Ostrovsky studied at the First Moscow Gymnasium and in 1848 was graduated from Moscow Imperial University. He entered government service in the office of the Civil Governor of Simbirsk, assisting Auditor General V. A. Tatarinov in the introduction of auditing reforms.

From April 17, 1871, to 1878, Ostrovsky was Associate State Comptroller. He was assigned to perform audits in Vladimir, Tula, Kaluga, Yaroslavl, Kostroma, Pskov, Vilna, Grodno, Kovno Province, and the former Kingdom of Poland (then a Russian possession). In 1877 he performed a field audit of the Caucasus Army.
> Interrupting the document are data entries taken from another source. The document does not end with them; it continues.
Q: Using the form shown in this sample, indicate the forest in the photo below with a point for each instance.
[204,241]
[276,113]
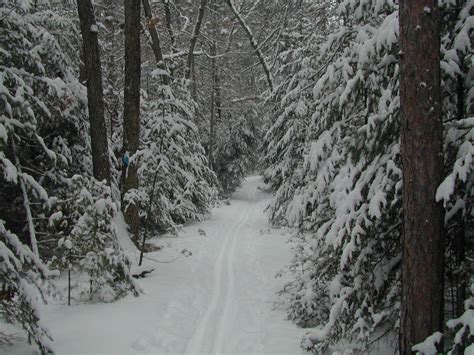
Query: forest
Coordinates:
[237,176]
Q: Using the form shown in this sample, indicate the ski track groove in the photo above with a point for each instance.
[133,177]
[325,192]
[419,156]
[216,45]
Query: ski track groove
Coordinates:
[223,292]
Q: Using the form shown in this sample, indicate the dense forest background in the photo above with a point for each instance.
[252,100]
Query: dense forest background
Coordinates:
[150,113]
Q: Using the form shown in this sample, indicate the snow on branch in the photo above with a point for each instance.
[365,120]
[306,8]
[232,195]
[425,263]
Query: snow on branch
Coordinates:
[254,44]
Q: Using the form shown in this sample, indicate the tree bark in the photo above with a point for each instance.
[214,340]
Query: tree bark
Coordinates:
[95,100]
[131,115]
[192,43]
[155,41]
[169,27]
[422,158]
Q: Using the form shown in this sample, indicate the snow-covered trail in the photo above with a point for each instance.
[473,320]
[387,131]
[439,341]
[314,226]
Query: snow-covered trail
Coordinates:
[219,300]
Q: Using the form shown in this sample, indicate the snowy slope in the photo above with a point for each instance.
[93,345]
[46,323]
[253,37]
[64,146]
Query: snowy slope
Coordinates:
[220,299]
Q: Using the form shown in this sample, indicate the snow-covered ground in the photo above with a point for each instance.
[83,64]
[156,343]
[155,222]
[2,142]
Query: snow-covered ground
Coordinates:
[220,299]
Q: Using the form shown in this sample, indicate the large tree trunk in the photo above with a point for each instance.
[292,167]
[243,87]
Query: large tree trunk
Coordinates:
[131,115]
[422,157]
[93,75]
[155,41]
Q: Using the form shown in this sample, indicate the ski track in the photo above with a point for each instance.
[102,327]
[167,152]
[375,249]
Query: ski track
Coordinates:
[219,300]
[216,323]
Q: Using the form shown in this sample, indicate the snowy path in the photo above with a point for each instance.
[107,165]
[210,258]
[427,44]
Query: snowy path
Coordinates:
[220,300]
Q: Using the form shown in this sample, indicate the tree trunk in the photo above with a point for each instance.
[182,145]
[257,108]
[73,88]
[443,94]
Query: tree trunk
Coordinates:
[422,158]
[131,115]
[192,43]
[95,100]
[155,41]
[169,27]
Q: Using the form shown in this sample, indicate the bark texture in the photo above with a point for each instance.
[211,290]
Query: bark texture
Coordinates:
[93,75]
[155,41]
[192,43]
[131,115]
[421,148]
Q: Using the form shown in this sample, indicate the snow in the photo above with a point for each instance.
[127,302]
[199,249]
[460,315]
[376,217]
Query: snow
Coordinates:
[429,345]
[218,299]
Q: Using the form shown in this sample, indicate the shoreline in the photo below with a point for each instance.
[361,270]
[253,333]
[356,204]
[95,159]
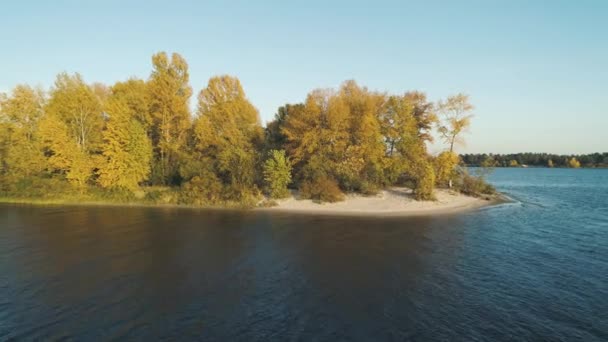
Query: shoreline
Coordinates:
[392,202]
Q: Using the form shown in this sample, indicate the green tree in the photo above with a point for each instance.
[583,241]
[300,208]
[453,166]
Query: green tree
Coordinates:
[445,164]
[134,93]
[574,163]
[228,134]
[22,150]
[277,174]
[455,118]
[169,92]
[127,151]
[74,103]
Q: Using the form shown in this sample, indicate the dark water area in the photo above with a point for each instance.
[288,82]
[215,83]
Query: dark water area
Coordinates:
[535,269]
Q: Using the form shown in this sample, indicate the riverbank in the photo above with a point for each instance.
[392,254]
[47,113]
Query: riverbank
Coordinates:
[390,202]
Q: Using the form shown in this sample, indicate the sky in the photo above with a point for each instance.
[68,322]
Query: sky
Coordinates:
[536,71]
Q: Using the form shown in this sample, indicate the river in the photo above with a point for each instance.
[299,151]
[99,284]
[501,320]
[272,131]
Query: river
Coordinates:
[535,269]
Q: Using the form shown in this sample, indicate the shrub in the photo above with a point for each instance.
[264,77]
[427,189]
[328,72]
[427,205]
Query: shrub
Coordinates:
[201,190]
[424,182]
[445,164]
[473,185]
[322,189]
[277,174]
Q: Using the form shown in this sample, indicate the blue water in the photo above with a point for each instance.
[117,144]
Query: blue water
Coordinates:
[535,269]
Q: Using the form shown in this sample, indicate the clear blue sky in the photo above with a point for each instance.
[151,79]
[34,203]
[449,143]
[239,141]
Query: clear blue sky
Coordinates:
[537,71]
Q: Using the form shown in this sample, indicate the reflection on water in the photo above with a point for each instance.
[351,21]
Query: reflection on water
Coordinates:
[536,269]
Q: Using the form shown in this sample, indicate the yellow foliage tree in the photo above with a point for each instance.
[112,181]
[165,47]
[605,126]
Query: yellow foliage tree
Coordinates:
[574,163]
[21,113]
[445,164]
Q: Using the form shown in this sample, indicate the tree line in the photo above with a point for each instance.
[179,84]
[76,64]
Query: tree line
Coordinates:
[139,139]
[537,160]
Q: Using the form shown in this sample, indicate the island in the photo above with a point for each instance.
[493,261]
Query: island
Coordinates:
[137,142]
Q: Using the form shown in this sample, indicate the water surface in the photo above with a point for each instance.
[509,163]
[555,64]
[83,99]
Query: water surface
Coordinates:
[536,269]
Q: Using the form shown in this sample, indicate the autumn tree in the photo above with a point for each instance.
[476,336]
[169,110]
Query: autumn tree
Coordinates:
[65,156]
[277,174]
[20,114]
[134,94]
[74,103]
[361,168]
[423,112]
[574,163]
[318,135]
[169,92]
[71,129]
[275,138]
[127,151]
[445,164]
[455,113]
[227,135]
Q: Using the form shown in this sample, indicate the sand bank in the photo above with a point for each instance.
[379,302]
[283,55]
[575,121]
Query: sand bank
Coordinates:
[390,202]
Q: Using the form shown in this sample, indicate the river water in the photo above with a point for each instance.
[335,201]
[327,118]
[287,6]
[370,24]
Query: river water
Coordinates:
[535,269]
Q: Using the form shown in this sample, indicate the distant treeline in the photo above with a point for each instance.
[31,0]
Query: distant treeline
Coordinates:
[536,160]
[139,140]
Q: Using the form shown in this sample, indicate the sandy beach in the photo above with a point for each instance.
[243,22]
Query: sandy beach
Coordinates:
[390,202]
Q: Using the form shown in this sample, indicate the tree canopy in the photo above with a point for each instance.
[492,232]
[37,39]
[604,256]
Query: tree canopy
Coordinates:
[140,137]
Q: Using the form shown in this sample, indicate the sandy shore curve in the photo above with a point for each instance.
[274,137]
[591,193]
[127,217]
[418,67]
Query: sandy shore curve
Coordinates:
[389,202]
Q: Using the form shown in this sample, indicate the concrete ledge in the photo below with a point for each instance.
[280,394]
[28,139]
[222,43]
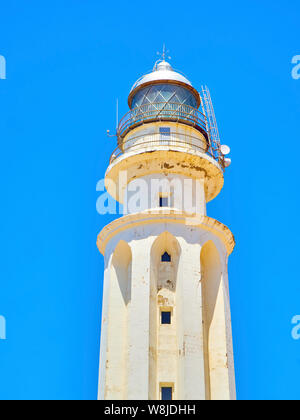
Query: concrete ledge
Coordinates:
[165,216]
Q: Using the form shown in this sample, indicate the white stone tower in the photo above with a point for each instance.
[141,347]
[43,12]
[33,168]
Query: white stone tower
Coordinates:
[166,326]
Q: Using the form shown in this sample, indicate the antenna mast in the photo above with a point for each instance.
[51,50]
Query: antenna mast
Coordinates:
[211,123]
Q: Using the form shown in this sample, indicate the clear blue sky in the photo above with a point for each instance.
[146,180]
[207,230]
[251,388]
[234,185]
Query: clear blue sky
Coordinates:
[67,62]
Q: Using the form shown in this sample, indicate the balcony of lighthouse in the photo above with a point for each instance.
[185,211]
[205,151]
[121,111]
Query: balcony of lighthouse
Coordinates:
[161,136]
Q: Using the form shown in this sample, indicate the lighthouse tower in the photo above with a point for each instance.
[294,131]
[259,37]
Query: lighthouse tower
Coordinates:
[166,326]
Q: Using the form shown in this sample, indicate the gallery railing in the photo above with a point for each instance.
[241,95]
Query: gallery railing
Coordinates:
[161,111]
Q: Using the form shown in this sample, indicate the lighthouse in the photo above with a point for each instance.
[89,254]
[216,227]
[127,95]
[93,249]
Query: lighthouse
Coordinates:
[166,325]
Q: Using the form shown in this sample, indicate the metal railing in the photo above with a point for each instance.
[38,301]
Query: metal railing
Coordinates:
[161,111]
[175,141]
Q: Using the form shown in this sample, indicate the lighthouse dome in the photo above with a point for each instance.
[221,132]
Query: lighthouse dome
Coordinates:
[161,85]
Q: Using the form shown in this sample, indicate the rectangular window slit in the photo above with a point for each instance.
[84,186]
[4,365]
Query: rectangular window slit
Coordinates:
[165,317]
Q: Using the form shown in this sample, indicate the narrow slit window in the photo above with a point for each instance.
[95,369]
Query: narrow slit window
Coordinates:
[166,257]
[163,201]
[166,393]
[165,317]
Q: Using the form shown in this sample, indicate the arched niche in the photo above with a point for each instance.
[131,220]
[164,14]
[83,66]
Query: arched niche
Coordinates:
[214,322]
[163,340]
[117,341]
[121,267]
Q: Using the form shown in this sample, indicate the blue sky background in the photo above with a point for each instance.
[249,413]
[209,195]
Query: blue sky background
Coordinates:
[67,62]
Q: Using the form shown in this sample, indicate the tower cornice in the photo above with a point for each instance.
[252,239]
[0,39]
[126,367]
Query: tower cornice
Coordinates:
[160,159]
[166,216]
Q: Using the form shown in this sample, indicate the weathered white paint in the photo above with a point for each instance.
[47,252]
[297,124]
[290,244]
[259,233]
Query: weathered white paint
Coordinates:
[194,353]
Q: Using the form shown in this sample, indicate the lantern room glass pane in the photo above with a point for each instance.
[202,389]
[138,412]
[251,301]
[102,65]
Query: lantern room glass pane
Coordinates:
[164,93]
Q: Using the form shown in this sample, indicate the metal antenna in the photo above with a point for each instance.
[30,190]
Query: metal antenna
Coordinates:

==Later achievements and honors==
In 1872, Ostrovsky was a made a senator, and in 1878 a member of the State Council of Imperial Russia.

From May 4, 1881, to January 1, 1893, Ostrovsky was Minister of State Property. He was in office in 1888 when an important law on the protection of forests was proclaimed.

From January 1, 1893, to October 3, 1899, Ostrovsky was chairman of the Department of Legislation of the State Council.

By an Imperial Rescript of April 26, 1899, Ostrovsky was made a Chevalier of the Order of St. Andrew.

Ostrovsky was an honorary member of the Imperial Academy of Sciences, Chairman of the Museum of Applied Knowledge in St. Petersburg, and (from May 15, 1883) an Actual Privy Counsellor, a civilian rank equivalent to full general or admiral.

Ostrovsky died July 25 (August 7 new style), 1901, in Saint Petersburg. His funeral was held July 28 in the Dukhovskaya Church of the Alexander Nevsky Lavra, and was attended by Ivan Durnovo (Chairman of the Council of Ministers) and others. He was buried in the Lavra's Nikolskoe Cemetery.